It is often assumed that if all of one’s assets are held jointly, one does not need a will. However, there are many reasons for needing a will including:

  1. Not all assets will be held jointly. Your lawyer can help you to assess how you hold title to all of your assets.
  2. You may die at the same time as your joint owner, or you may be the survivor who then dies without a will.
  3. There are planning strategies that are only available if you include them in your will.
  4. Even if you are a joint owner, you will still need an executor to settle your financial affairs, including income tax filings and debts.
  5. Recent case law indicates that not all jointly held assets have an automatic right of survivorship, for example bank accounts and investments.

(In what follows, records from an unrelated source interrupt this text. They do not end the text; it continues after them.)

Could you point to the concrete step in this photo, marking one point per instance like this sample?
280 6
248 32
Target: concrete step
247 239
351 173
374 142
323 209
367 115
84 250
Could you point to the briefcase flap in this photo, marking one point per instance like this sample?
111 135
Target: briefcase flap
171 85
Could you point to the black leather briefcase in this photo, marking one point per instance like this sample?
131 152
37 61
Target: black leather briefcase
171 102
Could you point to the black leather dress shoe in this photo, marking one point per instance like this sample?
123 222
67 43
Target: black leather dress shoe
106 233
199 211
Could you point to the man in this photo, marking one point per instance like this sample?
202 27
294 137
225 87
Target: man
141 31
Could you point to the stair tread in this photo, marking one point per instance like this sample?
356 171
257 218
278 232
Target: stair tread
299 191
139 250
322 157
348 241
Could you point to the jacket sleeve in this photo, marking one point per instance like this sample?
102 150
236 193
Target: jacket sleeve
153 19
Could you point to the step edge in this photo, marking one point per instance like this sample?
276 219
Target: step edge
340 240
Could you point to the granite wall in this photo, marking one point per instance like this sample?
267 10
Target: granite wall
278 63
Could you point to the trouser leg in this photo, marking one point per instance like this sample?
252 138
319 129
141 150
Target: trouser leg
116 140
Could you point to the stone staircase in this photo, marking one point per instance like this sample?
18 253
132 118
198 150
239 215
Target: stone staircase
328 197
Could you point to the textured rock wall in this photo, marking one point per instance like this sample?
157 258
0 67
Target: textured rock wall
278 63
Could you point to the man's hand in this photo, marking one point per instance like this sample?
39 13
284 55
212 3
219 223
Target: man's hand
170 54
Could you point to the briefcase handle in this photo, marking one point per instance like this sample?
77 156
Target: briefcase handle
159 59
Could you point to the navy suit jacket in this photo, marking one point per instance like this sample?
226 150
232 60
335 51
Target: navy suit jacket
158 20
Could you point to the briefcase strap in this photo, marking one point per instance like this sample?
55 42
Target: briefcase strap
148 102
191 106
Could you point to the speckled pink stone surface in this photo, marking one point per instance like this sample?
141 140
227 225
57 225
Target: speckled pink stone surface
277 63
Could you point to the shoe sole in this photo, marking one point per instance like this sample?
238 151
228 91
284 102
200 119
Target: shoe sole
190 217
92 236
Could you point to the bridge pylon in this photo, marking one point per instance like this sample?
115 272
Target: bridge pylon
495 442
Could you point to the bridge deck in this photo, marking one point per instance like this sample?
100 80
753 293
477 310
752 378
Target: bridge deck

If you wish to transfer your property to joint ownership, you should consider that the new joint owner comes with their own set of legal rights and obligations. For example:

  1. The new joint owner’s financial difficulties may expose the asset to creditors and a bankruptcy situation.
  2. You will no longer have complete control regarding the sale or mortgaging of the property. Future events, such as the joint owner’s illness or marriage to a scoundrel may forever change your relationship.
  3. Under the Ontario Family Law Act, the joint owner’s spouse may acquire rights in the jointly held assets on marriage breakdown.
  4. Part of your home may no longer be a principal residence for tax purposes if the new joint owner already has a principal residence.